In a recent front-page story, the NY Times exposed how corporations have worked around campaign finance laws to send tens of millions of dollars to influential Democrats on the Hill:
WASHINGTON — When the Congressional Black Caucus wanted to pay off the mortgage on its foundation’s stately 1930s redbrick headquarters on Embassy Row, it turned to a familiar roster of friends: corporate backers like Wal-Mart, AT&T, General Motors, Coca-Cola and Altria, the nation’s largest tobacco company.
Soon enough, in 2008, a jazz band was playing at what amounted to a mortgage-burning party for the $4 million town house.
Most political groups in Washington would have been barred by law from accepting that kind of direct aid from corporations. But by taking advantage of political finance laws, the caucus has built a fund-raising juggernaut unlike anything else in town.
It has a traditional political fund-raising arm subject to federal rules. But it also has a network of nonprofit groups and charities that allow it to collect unlimited amounts of money from corporations and labor unions.
From 2004 to 2008, the Congressional Black Caucus’s political and charitable wings took in at least $55 million in corporate and union contributions, according to an analysis by The New York Times, an impressive amount even by the standards of a Washington awash in cash.
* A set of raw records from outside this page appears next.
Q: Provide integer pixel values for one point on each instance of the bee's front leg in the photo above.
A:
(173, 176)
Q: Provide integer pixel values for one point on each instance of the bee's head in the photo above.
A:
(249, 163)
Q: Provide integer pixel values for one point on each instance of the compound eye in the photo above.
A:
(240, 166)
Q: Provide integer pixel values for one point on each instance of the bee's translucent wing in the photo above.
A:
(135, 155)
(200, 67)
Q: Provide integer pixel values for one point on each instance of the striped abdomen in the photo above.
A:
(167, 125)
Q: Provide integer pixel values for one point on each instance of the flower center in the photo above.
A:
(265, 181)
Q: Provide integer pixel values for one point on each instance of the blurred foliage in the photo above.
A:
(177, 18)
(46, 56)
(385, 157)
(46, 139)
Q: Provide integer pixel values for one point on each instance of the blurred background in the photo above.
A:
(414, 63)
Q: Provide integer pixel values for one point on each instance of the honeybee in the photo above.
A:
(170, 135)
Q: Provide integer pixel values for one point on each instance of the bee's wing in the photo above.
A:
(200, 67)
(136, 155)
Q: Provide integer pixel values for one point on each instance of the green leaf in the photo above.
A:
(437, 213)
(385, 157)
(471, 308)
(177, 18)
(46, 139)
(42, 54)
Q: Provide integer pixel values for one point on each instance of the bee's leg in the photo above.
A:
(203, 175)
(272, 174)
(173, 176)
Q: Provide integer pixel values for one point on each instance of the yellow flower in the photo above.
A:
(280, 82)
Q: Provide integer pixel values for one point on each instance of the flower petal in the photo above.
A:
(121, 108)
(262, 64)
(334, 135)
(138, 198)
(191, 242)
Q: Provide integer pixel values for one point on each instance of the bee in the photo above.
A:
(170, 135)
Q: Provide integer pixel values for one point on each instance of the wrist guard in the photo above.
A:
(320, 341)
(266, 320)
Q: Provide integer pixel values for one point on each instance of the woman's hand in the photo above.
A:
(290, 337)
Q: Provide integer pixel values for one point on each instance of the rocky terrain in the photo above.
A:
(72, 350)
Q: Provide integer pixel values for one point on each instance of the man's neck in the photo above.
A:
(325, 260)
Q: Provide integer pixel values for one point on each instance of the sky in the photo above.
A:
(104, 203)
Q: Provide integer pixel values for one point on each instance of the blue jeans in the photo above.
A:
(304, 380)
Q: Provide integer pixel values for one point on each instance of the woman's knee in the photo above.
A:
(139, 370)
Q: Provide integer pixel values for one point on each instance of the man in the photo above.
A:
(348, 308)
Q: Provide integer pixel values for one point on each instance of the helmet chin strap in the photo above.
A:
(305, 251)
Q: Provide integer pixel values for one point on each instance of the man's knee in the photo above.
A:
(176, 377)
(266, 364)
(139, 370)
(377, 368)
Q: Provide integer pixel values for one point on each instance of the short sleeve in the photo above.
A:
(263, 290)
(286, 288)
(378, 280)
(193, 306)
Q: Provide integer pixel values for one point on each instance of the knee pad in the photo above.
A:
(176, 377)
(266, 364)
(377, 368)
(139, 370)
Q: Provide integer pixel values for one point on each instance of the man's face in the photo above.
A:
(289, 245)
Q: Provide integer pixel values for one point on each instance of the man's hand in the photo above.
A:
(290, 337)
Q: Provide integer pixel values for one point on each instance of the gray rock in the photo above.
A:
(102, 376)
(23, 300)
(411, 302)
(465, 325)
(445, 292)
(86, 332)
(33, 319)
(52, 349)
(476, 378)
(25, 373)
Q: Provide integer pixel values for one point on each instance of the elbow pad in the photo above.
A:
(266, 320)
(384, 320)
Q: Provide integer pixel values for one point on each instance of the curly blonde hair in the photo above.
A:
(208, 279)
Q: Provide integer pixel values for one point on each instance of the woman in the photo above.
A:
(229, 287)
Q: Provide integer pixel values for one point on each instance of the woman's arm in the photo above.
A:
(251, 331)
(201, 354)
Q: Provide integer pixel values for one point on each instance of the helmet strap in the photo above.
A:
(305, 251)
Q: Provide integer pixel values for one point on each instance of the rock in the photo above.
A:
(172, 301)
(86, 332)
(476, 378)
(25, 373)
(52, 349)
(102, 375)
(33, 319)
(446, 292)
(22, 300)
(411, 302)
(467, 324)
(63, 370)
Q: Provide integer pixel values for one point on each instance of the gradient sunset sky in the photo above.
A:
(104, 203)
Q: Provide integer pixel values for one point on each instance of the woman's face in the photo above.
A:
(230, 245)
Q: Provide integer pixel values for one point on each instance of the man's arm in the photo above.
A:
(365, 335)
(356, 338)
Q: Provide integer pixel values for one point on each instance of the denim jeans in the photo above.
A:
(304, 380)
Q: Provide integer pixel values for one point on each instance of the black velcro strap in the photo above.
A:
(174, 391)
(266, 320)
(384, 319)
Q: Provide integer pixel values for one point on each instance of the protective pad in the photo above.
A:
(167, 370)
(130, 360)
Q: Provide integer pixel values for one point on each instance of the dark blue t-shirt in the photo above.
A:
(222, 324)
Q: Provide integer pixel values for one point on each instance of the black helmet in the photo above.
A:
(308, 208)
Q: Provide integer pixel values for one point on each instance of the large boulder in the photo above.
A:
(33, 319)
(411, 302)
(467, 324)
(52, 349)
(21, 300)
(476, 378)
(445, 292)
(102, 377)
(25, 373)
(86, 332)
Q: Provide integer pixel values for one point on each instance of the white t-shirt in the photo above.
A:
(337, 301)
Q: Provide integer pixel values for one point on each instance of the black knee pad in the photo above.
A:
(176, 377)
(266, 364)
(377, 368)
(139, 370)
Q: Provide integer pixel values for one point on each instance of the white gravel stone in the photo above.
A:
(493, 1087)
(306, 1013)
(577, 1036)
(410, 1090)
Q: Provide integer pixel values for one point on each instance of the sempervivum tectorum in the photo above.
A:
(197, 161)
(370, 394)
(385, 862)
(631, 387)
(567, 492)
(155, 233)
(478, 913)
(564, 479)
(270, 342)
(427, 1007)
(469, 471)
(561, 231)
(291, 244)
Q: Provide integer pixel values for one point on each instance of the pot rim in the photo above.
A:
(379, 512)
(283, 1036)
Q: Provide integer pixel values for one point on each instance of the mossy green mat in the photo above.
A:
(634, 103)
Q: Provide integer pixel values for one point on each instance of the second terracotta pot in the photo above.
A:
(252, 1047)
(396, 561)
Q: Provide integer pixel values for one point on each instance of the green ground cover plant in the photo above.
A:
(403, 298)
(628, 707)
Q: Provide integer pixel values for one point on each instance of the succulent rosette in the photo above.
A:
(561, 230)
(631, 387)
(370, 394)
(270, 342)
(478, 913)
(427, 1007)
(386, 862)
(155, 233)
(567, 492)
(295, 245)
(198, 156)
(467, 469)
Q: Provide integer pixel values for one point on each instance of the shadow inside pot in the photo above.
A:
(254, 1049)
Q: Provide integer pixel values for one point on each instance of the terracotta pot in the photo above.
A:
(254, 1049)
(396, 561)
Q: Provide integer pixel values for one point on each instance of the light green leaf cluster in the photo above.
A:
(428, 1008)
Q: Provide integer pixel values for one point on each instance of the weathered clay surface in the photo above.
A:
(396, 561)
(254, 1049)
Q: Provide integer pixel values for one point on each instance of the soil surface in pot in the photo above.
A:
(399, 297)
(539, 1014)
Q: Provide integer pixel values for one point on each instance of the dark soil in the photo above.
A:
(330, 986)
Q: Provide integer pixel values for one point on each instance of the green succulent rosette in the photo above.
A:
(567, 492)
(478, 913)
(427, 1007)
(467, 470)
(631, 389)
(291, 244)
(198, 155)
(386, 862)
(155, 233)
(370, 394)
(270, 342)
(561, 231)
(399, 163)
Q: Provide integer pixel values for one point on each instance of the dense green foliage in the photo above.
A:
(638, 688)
Only $1 million of that went to the caucus’s political action committee; the rest poured into the largely unregulated nonprofit network.
So how does the Caucus spend those unregulated funds?
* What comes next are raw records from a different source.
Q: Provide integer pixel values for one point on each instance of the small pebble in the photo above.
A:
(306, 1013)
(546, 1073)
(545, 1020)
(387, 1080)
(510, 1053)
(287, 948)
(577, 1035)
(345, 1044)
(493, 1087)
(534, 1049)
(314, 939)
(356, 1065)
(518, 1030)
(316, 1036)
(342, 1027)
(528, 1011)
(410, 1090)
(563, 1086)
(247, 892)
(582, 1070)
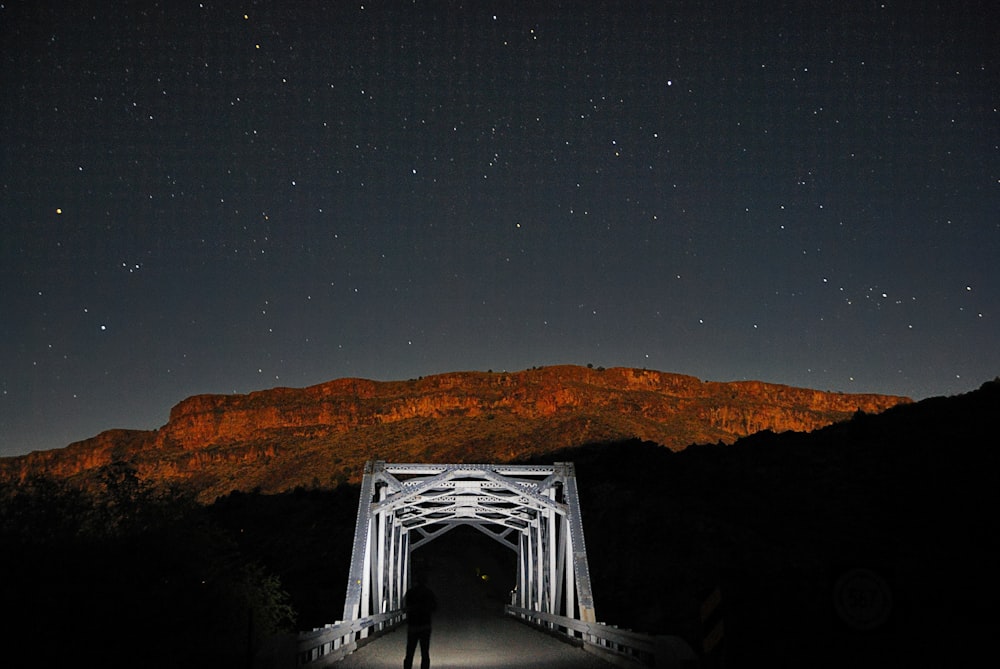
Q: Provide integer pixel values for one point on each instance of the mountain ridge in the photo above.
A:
(279, 438)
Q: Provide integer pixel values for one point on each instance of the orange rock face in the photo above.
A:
(274, 439)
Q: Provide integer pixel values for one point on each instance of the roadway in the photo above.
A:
(477, 642)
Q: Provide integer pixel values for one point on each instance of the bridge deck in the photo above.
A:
(487, 642)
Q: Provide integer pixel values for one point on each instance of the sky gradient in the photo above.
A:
(218, 197)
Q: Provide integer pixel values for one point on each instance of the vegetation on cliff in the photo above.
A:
(132, 573)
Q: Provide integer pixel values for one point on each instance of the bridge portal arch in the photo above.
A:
(533, 510)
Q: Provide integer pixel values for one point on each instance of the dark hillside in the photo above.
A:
(774, 521)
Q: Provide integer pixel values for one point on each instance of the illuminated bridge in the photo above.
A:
(541, 615)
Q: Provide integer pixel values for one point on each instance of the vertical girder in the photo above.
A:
(404, 506)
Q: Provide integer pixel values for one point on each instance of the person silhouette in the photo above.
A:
(420, 604)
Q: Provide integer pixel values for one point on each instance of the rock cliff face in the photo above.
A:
(274, 439)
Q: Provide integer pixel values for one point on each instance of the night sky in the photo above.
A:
(219, 197)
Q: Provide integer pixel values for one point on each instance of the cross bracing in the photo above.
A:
(532, 510)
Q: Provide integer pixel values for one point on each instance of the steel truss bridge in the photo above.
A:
(533, 510)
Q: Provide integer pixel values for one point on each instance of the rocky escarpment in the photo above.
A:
(286, 436)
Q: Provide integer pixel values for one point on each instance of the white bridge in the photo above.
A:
(534, 510)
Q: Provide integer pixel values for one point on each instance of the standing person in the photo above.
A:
(420, 605)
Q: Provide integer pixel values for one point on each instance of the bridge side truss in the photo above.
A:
(532, 510)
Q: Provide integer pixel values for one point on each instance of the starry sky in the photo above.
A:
(219, 197)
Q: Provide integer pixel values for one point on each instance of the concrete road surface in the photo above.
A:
(479, 642)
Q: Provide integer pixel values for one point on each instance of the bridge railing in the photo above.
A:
(645, 649)
(323, 646)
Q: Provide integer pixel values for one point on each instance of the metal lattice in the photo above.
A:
(532, 510)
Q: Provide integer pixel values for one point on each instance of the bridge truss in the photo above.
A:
(532, 510)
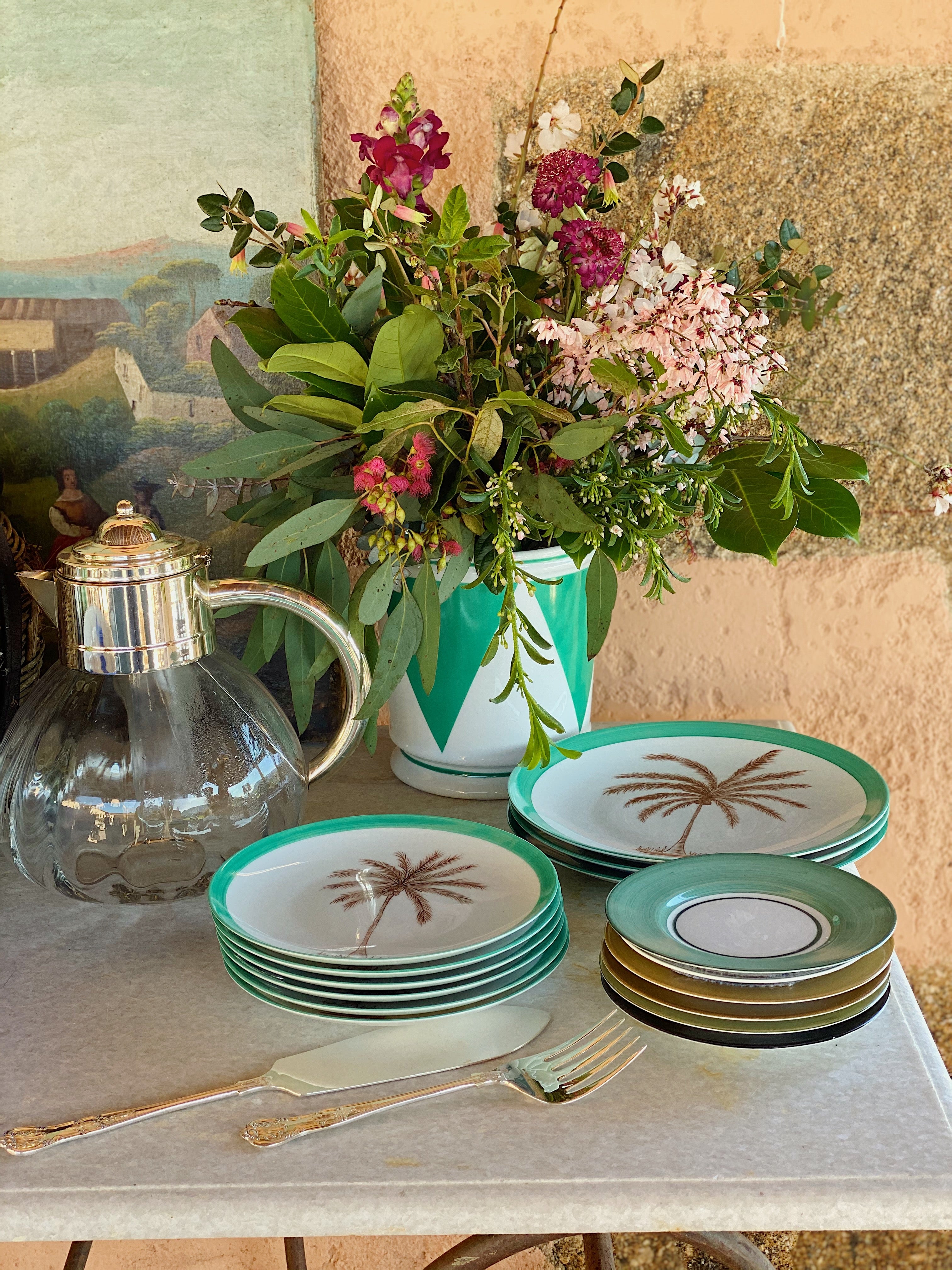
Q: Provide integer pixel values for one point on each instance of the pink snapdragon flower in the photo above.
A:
(563, 181)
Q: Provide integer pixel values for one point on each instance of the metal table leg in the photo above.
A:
(78, 1254)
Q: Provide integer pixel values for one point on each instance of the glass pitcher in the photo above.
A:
(148, 756)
The caucus says its nonprofit groups are intended to help disadvantaged African-Americans by providing scholarships and internships to students, researching policy and holding seminars on topics like healthy living.
But the bulk of the money has been spent on elaborate conventions that have become a high point of the Washington social season, as well as the headquarters building, golf outings by members of Congress and an annual visit to a Mississippi casino resort.
In 2008, the Congressional Black Caucus Foundation spent more on the caterer for its signature legislative dinner and conference — nearly $700,000 for an event one organizer called “Hollywood on the Potomac” — than it gave out in scholarships, federal tax records show.
President Obama was briefly a member of the Caucus, although the Times reports “he was never very active.” Perhaps that explains the assertion in his State of the Union address that the errors of the Supreme Court “will open the floodgates for special interests”. Perhaps the President can persuade his fellow caucus members to show less interest in corporate largesse.